RN told himself many stories about himself. Most of them—the lies included—he was willing to have carved in stone. He didn’t just read from a script that was written by his advisers or speech-writers; he worked on draft after draft of his speeches. For all I know, Mrs. Nixon might have been a storyteller, too, but I have my doubts because she rarely spoke for the record, let alone repeated herself, except in the most banal clichés. We’ll never know if she saw through her boyfriend, then fiancé, then husband but loved him anyway (and was never happy with him).

Dmitri’s last uttered words are a question. “‘How? How?’ he asked, clutching his head. ‘How?’” The question echoes, catapulting the reader back to the point at which the lovers met, after which some inevitable force (perhaps only the writer) began to determine their story for them.
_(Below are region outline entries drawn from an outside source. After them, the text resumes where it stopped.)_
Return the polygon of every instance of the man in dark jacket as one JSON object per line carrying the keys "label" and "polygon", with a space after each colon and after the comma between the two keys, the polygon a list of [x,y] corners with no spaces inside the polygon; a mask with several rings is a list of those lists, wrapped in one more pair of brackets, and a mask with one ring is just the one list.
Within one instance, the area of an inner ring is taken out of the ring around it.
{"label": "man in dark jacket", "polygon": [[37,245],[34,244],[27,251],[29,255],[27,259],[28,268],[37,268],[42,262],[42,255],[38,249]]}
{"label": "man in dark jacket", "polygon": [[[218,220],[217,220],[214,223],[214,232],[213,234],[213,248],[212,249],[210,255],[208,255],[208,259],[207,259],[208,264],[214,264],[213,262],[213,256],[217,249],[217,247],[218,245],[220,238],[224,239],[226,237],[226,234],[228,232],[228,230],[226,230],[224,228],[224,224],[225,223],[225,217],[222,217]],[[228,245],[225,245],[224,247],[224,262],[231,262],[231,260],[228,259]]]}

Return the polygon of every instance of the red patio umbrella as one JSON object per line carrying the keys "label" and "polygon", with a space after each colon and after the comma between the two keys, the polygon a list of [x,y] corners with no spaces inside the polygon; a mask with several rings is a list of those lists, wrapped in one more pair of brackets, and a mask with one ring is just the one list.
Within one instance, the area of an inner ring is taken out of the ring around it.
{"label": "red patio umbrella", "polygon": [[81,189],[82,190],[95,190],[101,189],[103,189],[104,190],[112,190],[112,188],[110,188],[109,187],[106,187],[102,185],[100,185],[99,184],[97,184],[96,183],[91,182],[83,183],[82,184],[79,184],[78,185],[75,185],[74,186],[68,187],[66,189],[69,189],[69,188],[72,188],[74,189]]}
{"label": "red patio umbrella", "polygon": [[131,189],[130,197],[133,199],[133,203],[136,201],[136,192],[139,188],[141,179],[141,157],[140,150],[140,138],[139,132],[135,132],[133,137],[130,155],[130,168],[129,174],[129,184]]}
At story’s end, we have much information, but not all: that lurks just outside, and foggily infiltrates the reader’s own life. The reader does a double take, imagining not the characters’ futures, as Dmitri’s question suggests we should, but the characters’ past, which we
saw
yet perhaps did not really understand.

We can easily imagine Nixon, and even Mrs. Nixon, in the days before the resignation, head in hand, muttering How? How?
How?, not obsessing about how to handle their future but projecting themselves back to the source, real or imagined, of their self-created tragedy. Certainly the appearance of Mr. Nixon became that point in Pat Ryan’s life, the mystery to which every question returned.

Approximately Twenty Milk Shakes

A
s the gals know, drinking a milk shake every now and then isn’t a bad idea, if you’ve dropped a little too much weight. Rushing around, traveling, volunteering, caring for our children . . . it can be a bit stressful, and sometimes you forget good nutrition. There’s just too much to do, and you forget about the importance of keeping up your strength. If you find yourself altering your dresses, it might be time to get on the scale, acknowledge how much weight you’ve lost, and try to do better.